Dans Bellissima (1951), Visconti veut filmer Anna Magnani. Elle y joue une mère qui, suite à une annonce de casting, fera tout pour que sa fille de six ans décroche un rôle. Il y a deux espaces, celui de la pauvreté néoréaliste (l’immeuble de Maddalena) et celui du cinéma (Cinecitta). L’entrée de la mère et de sa fille dans ce nouvel espace, celui du rêve, pose d’emblée problème – la petite se perd et il faut la retrouver. Après bien des tractations où la petite doit changer du tout au tout (elle se fait couper les cheveux, porte un tutu, prend des cours de diction avec une actrice ratée), Maddalena entre dans une salle de montage et découvre l’envers du décor : la jeune monteuse est une ex starlette qui se prenait une gifle dans un film comique à succès. Maddalena / Magnani découvre, non pas dans les images, dans les rushes qu’elle est venue voir, mais dans le réel, le visage et le travail de cette monteuse, un corps abandonné, mis au rebut du cinéma, destin plus que probable de sa propre fille. Entre ces deux espaces, le réel et le cinéma, qui se rejoignent ici de façon cruelle, il y aura pourtant eu une lisière : au bord de l’eau, Maddalena s’allonge auprès d’un homme qui profite de son obsession pour lui soutirer de l’argent et peut-être un peu de désir… Alanguie dans  l’herbe, Maddalena s’offre dans une position qui rappelle la Partie de campagne de Jean Renoir (film sur lequel Visconti a été assistant). Le désir brûle soudain la pellicule. La main de l’homme s’approche. Les deux corps forment une ligne oblique entre le fleuve et le chemin terreux. Et puis Magnani reprend le dessus, coupe net au désir, qui né dans la terre et la poussière, aurait pu tout détruire  comme dans Les Amants diaboliques : en un regard désirant, en un geste esquissé, est saisie toute l’étendue d’une autre vie.
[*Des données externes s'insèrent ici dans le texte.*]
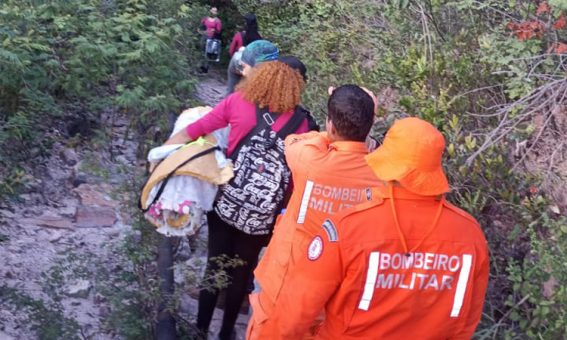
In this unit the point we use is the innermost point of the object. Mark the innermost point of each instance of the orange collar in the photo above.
(349, 146)
(400, 192)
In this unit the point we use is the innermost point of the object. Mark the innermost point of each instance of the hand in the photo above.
(180, 137)
(371, 144)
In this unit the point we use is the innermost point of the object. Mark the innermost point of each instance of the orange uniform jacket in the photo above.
(357, 269)
(327, 178)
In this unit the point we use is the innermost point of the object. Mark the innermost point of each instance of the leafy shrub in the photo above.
(482, 72)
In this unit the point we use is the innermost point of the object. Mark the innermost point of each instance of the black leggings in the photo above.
(227, 240)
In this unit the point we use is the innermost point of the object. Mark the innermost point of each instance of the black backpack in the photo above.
(251, 200)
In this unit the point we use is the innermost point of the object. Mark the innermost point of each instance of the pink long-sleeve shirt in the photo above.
(213, 26)
(240, 115)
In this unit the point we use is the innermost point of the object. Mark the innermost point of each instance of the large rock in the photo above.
(92, 217)
(69, 156)
(90, 194)
(4, 336)
(48, 221)
(79, 289)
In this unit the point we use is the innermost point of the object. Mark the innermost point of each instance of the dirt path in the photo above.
(60, 240)
(59, 243)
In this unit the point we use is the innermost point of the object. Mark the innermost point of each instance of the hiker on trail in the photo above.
(247, 57)
(329, 174)
(298, 66)
(211, 27)
(248, 35)
(407, 265)
(265, 102)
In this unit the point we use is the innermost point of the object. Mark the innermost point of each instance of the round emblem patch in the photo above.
(315, 248)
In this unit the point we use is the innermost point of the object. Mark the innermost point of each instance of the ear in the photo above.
(331, 130)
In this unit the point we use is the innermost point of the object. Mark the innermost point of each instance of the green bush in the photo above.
(465, 67)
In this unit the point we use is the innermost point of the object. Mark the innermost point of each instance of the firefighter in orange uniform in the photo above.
(406, 265)
(329, 174)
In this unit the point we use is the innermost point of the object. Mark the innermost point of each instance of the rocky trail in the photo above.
(60, 241)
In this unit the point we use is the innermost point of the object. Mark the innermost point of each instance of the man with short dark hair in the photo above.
(406, 265)
(329, 174)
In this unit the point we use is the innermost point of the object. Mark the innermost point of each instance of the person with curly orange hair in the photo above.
(277, 87)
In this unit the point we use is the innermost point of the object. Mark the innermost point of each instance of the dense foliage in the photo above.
(491, 76)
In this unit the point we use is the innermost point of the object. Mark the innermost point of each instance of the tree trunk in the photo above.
(165, 329)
les nuits blanches marcello mastroianni

Corps figurés, corps figurants des Nuits blanches

Dans Les Nuits blanches (1957), Visconti adapte Dostoïevski en studio. Tout le décor crie son côté faux et c’est bien naturel : c’est un film sur le rêve amoureux. Un homme voit une femme dans la rue, la suit, lui parle : elle attend un autre homme. Plus elle se confie sur l’autre, plus il tombe amoureux. Le nouveau couple se retrouve toutes les nuits… Dans l’attente, que peut-il se passer ? Le décor porte en son sein cette triangulation du désir. A chaque scène, d’autres couples se rejoignent et disjoignent comme des danseurs au fond du cadre : tout petits au bout d’une ruelle ou sur un pont, ils sont sans visages, des figurines qui doublent le désir d’étreinte du héros. A la fin, c’est lui qui est la figurine abandonnée, puis il regarde enfin le fond du cadre, reflet tragique de son rêve. Le décor aura ainsi exprimé son désir, et plus encore son exil.

sandra claudia cardinaleLe visage étrusque de Claudia Cardinale dans Sandra

Après ses participations, petite dans Rocco et ses frères (1960), plus conséquente dans Le Guépard (1962), Claudia Cardinale est immortalisée par Visconti dans ce qui restera son plus beau rôle – Sandra, « Vaghe Stelle dell’Orsa » en italien, d’après un vers de Leopardi. Récemment mariée à un Américain,  Sandra revient à Volterra, sa ville natale. Sandra est donc un film sur l’origine : origine juive d’un père mort à Auschwitz et à qui on dresse une statue, origine de la tragédie historique et familiale puisque Sandra renoue avec sa mère folle et son frère incestueux. L’essentiel du récit se passe dans cette maison de l’enfance, au milieu des statuettes étrusques. Sandra a beau être partie, elle appartient pour toujours à ce lieu : les coiffures de Cardinale, les axes choisis pour filmer son visage, la lumière qui sculpte son nez, sa bouche, son cou, tout cela en fait une statue de la mythologie. Le moment où la pierre se brise, c’est celui du combat avec le frère amoureux, retour à l’origine dans une chambre sombre qui pourrait tout aussi bien être un ventre maternel. Les stries de lumière déchirent les vêtements et nous offrent le spectacle d’une nouvelle naissance : Sandra sortira de cette lutte en blanc immaculé. Grandie ?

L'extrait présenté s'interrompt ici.